それは、紛れもなく、耕一郎の声であった。

千里は満たされる気持ちが広がって行くのが分かった。自分が待っていた言葉。それを耳にした瞬間だった。たった、それだけのことがここまで嬉しく、あんしんさせられることだとは、千里自身、思ってもみなかった。

「今日は、俺、おごるから。」

少し、照れくさそうな口調で耕一郎は言う。

その言葉に、千里は、振り向いた。

今度は、笑っていた。僅かに目が濡れていた。それを、誤魔化すように、思いっきり、あっけらかんとして笑おうとしているのが、彼女だった。

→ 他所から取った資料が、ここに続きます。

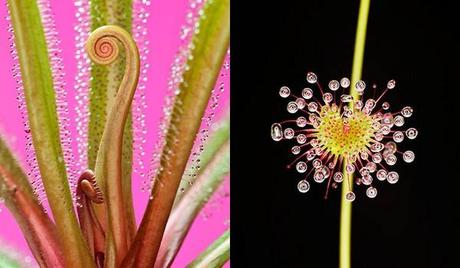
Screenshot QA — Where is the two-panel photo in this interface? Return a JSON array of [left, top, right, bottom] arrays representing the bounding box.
[[0, 0, 460, 268]]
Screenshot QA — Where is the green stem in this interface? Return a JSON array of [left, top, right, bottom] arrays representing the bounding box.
[[88, 0, 136, 243], [123, 0, 230, 267], [8, 0, 94, 267], [339, 0, 370, 268], [187, 231, 230, 268], [155, 141, 230, 268]]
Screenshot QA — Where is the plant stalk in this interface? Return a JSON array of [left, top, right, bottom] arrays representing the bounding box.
[[187, 230, 230, 268], [123, 0, 230, 267], [339, 0, 370, 268], [8, 0, 94, 268]]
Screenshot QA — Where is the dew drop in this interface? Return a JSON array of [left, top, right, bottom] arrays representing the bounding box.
[[406, 127, 418, 140], [296, 116, 307, 127], [271, 123, 283, 141], [297, 134, 307, 144], [376, 169, 388, 181], [279, 86, 291, 98], [361, 174, 373, 185], [323, 92, 333, 103], [401, 106, 414, 118], [291, 145, 300, 155], [297, 180, 310, 193], [366, 187, 377, 198], [295, 161, 307, 173], [345, 192, 356, 202], [302, 87, 313, 100], [340, 94, 353, 103], [307, 72, 318, 84], [295, 98, 307, 109], [328, 80, 340, 91], [387, 171, 399, 184], [313, 170, 326, 183], [403, 151, 415, 163], [332, 172, 343, 183], [394, 115, 404, 127], [284, 128, 295, 140], [393, 131, 404, 143], [340, 77, 350, 88], [355, 80, 366, 94], [387, 79, 396, 89], [287, 101, 299, 114]]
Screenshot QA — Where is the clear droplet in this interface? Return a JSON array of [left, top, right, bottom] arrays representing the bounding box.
[[387, 171, 399, 184], [297, 134, 307, 144], [387, 79, 396, 89], [393, 131, 404, 143], [394, 115, 404, 127], [403, 151, 415, 163], [366, 187, 377, 198], [284, 128, 295, 140], [271, 123, 283, 141], [382, 102, 390, 110], [295, 98, 307, 109], [287, 101, 299, 114], [406, 127, 418, 140], [307, 72, 318, 84], [328, 80, 340, 91], [385, 154, 398, 166], [332, 172, 343, 183], [323, 92, 334, 103], [361, 175, 373, 185], [355, 80, 366, 94], [313, 170, 326, 183], [295, 161, 307, 173], [291, 145, 300, 155], [297, 180, 310, 194], [345, 192, 356, 202], [340, 94, 353, 103], [308, 102, 318, 113], [340, 77, 350, 88], [401, 106, 414, 118], [302, 87, 313, 100], [296, 116, 307, 127], [280, 86, 291, 98], [376, 169, 388, 181]]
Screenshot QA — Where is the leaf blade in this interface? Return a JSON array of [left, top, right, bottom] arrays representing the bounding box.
[[187, 230, 230, 268], [0, 137, 64, 267], [123, 0, 230, 267], [8, 0, 92, 267], [155, 140, 230, 268]]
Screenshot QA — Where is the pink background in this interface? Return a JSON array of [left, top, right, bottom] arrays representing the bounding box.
[[0, 0, 229, 267]]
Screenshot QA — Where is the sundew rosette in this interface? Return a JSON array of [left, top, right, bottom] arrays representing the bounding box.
[[271, 72, 418, 201]]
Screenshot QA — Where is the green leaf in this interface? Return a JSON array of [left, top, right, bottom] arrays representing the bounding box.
[[187, 231, 230, 268], [155, 129, 230, 268], [0, 137, 64, 267], [8, 0, 93, 267], [174, 112, 230, 204], [123, 0, 230, 267], [88, 0, 136, 243]]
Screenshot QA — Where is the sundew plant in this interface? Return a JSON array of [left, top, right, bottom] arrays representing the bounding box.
[[0, 0, 230, 268], [270, 0, 418, 268]]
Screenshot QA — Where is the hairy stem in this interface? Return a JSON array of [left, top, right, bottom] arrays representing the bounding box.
[[0, 139, 64, 267], [86, 25, 139, 267], [174, 113, 230, 204], [187, 231, 230, 268], [155, 140, 230, 268], [124, 0, 230, 267], [339, 0, 370, 268], [8, 0, 93, 267], [88, 0, 136, 243]]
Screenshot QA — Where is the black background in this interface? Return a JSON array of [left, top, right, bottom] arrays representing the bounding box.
[[231, 0, 460, 267]]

「じゃあ、クリームあんみつ、おごって貰おうかな。ケーキもいいかも。」

「千里・・。」

千里の笑顔に耕一郎が、思わず顔を赤らめる。そして、自分に向けれた、その最高とも言える笑顔が、こんなに可愛いのかと改めて思った。今、耕一郎は、確実に動いたのだ。

「ほら、早く食べに行こ。」

そう言って、千里スタスタと歩き始めた。しっかりとした足取りで。今度は、千里は、耕一郎の手を握らなかった。握らなくても大丈夫だった。

「おい、待てよ。」

慌てて後を追う耕一郎に千里は振り向いて笑う。

「早くしなよ〜。」

校庭の地面は雨で濡れていたが、空は、雨が降ったことなど、思わせないくらい、綺麗に、真っ赤に染まっていた。